Valuation question - EV to equity

Hi fellow monkeys,

I'm struggling with valuation of projects. Assume I'm building a factory. The NPV of the FCFF is, say, 100. This value is the enterprise value. How do I go to equity value from here? Is it merely subtracting the capex? Say the capex is 50. Is the equity value then 50?  

7 Comments
 

No, you have to subtract net debt to get the equity value. You use FCFF in order to calculate the cash flow, which is available to equity & debt provider/holder. Hence, discounting it with the WACC (which considers equity and debt in its concept) you get the enterprise value. (Equity value + Net Debt) 

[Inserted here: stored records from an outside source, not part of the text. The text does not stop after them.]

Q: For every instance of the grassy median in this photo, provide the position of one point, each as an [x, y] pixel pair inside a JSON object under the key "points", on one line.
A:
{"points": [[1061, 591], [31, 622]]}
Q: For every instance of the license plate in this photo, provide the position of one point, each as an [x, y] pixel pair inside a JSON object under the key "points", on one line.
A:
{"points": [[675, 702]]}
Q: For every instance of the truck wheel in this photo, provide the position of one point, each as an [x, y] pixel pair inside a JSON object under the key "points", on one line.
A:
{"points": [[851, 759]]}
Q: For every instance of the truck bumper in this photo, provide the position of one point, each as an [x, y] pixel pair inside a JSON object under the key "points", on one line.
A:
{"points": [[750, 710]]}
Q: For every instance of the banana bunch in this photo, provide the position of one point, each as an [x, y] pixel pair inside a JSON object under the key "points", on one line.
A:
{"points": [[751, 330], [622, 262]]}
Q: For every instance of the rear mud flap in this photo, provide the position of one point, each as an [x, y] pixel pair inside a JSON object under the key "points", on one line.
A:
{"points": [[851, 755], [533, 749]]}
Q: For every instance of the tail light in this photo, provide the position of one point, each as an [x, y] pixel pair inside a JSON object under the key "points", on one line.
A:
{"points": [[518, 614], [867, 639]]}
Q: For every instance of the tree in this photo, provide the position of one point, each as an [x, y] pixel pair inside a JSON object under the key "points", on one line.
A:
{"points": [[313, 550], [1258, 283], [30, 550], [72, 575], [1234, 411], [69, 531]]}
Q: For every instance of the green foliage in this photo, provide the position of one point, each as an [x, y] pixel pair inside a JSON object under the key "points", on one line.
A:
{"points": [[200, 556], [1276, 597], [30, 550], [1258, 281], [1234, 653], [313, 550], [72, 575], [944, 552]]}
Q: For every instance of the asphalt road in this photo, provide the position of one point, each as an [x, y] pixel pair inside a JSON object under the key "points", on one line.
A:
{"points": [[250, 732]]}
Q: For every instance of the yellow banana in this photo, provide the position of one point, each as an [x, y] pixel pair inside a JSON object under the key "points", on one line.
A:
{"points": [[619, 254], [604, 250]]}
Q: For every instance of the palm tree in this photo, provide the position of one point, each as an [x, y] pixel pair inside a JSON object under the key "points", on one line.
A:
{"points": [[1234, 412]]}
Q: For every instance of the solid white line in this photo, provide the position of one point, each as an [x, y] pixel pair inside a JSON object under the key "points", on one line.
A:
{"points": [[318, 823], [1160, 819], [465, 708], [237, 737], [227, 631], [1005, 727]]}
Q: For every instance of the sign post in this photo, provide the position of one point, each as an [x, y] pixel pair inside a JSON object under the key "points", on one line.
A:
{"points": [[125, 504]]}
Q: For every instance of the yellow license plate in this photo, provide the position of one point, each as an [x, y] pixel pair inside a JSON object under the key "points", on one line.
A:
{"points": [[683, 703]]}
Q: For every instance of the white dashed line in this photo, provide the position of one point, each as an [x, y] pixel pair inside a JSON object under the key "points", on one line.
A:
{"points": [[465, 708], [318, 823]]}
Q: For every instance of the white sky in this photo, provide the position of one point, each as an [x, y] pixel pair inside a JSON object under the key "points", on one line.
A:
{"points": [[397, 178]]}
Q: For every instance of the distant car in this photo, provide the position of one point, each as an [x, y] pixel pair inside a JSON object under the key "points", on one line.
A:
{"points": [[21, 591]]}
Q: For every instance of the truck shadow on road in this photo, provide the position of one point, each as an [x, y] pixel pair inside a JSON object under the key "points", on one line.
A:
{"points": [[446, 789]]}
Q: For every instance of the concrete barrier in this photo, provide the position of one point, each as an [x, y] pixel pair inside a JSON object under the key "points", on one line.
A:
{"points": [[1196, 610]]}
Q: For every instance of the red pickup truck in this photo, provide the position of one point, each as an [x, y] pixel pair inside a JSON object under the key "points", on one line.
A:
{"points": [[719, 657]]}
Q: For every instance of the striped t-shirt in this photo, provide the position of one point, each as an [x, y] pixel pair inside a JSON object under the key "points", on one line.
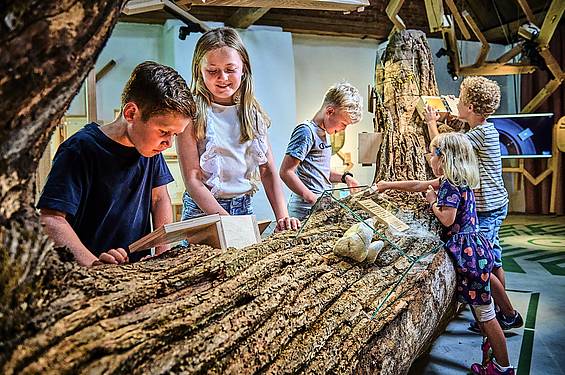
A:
{"points": [[491, 194]]}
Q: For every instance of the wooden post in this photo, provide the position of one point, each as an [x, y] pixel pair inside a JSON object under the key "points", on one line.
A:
{"points": [[91, 111]]}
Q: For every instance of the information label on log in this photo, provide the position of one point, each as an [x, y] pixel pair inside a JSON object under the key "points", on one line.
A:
{"points": [[383, 215]]}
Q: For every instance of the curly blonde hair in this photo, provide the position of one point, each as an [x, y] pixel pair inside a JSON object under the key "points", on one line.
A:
{"points": [[345, 96], [482, 93]]}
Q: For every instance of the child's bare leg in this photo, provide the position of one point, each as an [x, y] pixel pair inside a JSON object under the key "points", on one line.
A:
{"points": [[500, 296], [499, 273], [497, 341]]}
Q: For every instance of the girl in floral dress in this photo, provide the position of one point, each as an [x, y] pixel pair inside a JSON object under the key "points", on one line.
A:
{"points": [[452, 201]]}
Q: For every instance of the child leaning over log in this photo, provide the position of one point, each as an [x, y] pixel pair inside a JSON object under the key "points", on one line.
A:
{"points": [[478, 99], [454, 163]]}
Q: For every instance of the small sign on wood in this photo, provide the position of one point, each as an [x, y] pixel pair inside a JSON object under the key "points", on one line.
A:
{"points": [[383, 215], [214, 230]]}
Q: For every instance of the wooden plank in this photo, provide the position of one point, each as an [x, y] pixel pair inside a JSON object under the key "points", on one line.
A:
{"points": [[91, 111], [434, 11], [144, 6], [458, 19], [239, 231], [494, 69], [383, 215], [551, 21], [174, 232], [337, 5], [245, 17]]}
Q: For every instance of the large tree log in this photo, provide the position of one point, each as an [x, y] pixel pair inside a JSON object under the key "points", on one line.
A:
{"points": [[47, 49], [287, 305]]}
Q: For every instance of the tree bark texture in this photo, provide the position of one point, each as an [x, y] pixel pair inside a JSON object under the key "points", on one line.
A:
{"points": [[47, 49], [406, 73], [287, 305]]}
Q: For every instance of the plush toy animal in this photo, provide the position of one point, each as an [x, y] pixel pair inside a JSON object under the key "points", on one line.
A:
{"points": [[356, 243]]}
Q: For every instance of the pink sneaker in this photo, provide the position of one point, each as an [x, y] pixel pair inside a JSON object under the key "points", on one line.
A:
{"points": [[487, 352], [490, 369]]}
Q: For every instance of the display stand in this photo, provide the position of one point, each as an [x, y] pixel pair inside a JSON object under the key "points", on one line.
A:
{"points": [[553, 169]]}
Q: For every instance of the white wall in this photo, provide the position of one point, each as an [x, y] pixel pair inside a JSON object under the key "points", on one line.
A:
{"points": [[291, 75], [319, 63]]}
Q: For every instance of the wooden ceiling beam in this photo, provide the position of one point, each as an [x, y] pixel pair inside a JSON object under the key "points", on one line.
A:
{"points": [[457, 16], [245, 17], [497, 33], [338, 5], [527, 10], [551, 21]]}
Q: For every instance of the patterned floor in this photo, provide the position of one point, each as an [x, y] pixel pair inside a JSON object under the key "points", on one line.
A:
{"points": [[534, 262]]}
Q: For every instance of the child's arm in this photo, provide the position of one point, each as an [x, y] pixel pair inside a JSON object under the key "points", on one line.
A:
{"points": [[189, 162], [273, 189], [288, 174], [62, 234], [446, 215], [349, 181], [431, 117], [161, 212], [410, 185]]}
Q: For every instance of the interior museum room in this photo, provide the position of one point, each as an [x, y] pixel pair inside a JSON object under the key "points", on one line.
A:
{"points": [[282, 187]]}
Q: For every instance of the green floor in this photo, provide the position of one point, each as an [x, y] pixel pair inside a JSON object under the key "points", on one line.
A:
{"points": [[534, 262]]}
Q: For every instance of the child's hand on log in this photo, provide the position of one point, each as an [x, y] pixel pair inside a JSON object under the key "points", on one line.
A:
{"points": [[382, 186], [431, 195], [112, 256], [431, 115], [286, 223]]}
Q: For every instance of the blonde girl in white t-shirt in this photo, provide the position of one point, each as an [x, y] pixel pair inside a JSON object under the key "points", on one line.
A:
{"points": [[225, 155]]}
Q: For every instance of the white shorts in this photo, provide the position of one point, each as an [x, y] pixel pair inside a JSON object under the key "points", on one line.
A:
{"points": [[484, 313]]}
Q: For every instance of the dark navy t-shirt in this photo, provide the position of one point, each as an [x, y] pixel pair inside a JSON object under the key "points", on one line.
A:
{"points": [[104, 188]]}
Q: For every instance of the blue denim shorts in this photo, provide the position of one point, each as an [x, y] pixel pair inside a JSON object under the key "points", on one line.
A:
{"points": [[298, 208], [489, 224], [234, 206]]}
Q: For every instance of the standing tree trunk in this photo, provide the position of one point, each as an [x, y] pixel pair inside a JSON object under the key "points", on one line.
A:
{"points": [[287, 305], [407, 72]]}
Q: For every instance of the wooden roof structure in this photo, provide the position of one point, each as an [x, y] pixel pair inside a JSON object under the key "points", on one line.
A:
{"points": [[499, 21]]}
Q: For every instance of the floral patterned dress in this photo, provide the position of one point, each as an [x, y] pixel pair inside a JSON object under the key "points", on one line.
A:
{"points": [[467, 246]]}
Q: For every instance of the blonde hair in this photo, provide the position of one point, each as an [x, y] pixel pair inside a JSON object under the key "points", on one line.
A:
{"points": [[346, 97], [250, 111], [482, 93], [458, 159]]}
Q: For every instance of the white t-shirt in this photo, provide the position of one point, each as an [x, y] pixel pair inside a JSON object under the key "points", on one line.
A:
{"points": [[230, 168]]}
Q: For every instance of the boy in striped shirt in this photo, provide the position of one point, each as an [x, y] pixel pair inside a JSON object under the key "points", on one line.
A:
{"points": [[478, 99]]}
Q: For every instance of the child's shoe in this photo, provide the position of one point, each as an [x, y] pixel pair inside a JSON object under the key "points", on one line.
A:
{"points": [[490, 369], [487, 351], [507, 323]]}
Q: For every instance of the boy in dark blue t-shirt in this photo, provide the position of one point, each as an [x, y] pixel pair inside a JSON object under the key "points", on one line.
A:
{"points": [[107, 181]]}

You (hopefully) already considered capex in your FCFF calculation, so no need to double consider it here. 

 

Thanks! 

I've already included the capex in the FCFF. As the project is stand-alone the net debt in year 0 is 0. Does that mean that the NPV of FCFF = Enterprise value = equity value? 

 

Depends if there is cash in the company, but if the company is 0 debt and 0 cash, then equity value = enterprise value. In this case FCFF = FCFE

If it´s more like a "project finance" case, you could also look into this with another angle and (if required) calc. an IRR for the project, in order to compare between different projects (which is also possible with NPV) and also compare, if your cost of capital are higher or lower then the expected returns.